The way he looked at me now was not so much causing the butterflies and the tingly feeling in my stomach, but a much deeper yearning. It was a need now, no longer a want. It was a desire so primitive I had no hope for escaping it. It was passion.
I couldn’t tell, but I desperately hoped he felt the same. Otherwise it would be completely inappropriate the way we sat there staring at each other. I thought, for the briefest moment, he was going to kiss me. I don’t know if it was just wishful thinking, but I could swear it looked like he was leaning closer to me – the heat increasing as the distance between us decreased.
My eyes flickered from his eyes to his lips and then back again. I couldn’t help it, but in that moment when I released his eyes, he regained some semblance of control and instead of kissing my lips, he kissed my head once again.
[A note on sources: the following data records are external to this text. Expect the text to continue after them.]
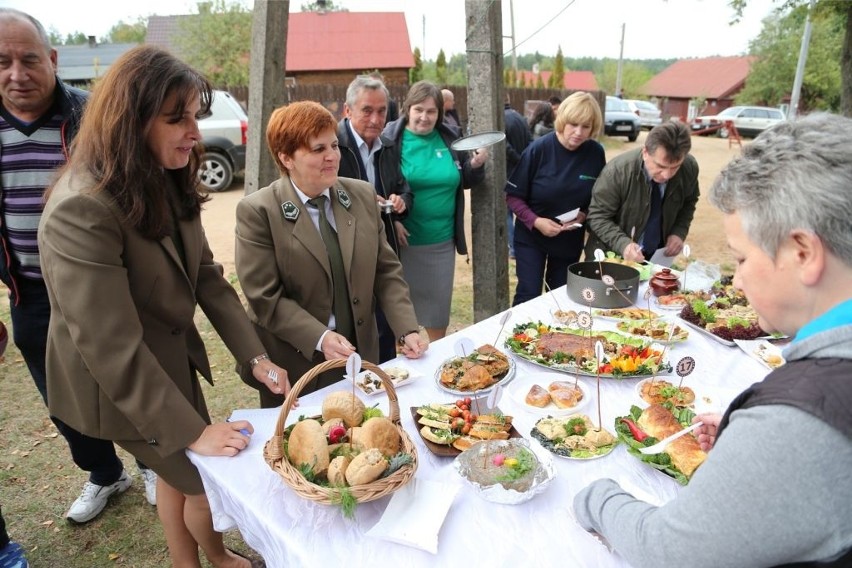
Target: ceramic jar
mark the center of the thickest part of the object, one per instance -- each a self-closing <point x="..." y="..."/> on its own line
<point x="664" y="282"/>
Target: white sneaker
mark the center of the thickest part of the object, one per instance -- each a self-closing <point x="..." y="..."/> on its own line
<point x="93" y="499"/>
<point x="150" y="485"/>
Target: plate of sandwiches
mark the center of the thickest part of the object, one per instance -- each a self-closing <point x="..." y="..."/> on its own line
<point x="630" y="314"/>
<point x="549" y="394"/>
<point x="448" y="435"/>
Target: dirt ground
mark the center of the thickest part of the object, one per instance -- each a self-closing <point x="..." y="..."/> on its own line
<point x="705" y="236"/>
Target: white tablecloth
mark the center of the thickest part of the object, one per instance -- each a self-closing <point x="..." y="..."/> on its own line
<point x="288" y="530"/>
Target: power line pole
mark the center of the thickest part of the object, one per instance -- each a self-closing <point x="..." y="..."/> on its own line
<point x="620" y="58"/>
<point x="266" y="86"/>
<point x="484" y="46"/>
<point x="800" y="67"/>
<point x="514" y="51"/>
<point x="424" y="37"/>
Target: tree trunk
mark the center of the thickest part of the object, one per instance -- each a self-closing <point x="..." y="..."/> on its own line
<point x="846" y="67"/>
He rested his forehead against mine to catch his breath and whispered, “Good bye, Allison.” Then he stood and left my room, leaving me empty, alone and wanting more.
***
We spent the rest of the week just hanging out at the house. My mother’s house was in a small town, but in every direction there was a large city, and the bigger the city, the more danger. Thankfully, no bombs had gone off yet and Texas was pretty rich in many natural resources so I knew it was better here than most places. I felt safer knowing that she really was ok, and that it was not nearly as bad as it could be compared to the visions that Damien had sent to me.
We talked for hours and hours, and we all three slept together in my mom’s bed. She had taken the entire week off of work, claiming a terrible sickness, which was more than believable with all the food poisoning. It was an amazing week. (Minus the first day, the three days I was out, and all the bad stuff in the world.) And it was exactly what I had needed.
It was a vacation from training, from disaster and destruction, from the Rising and the Order… from everything. I told mom all about David and my crazy feelings for him that I could hardly even explain, and she told me that it wasn’t wrong or bad to care for David. She knew, better than anyone else, that Alex and I had grown apart. He was focused on work and money instead of us.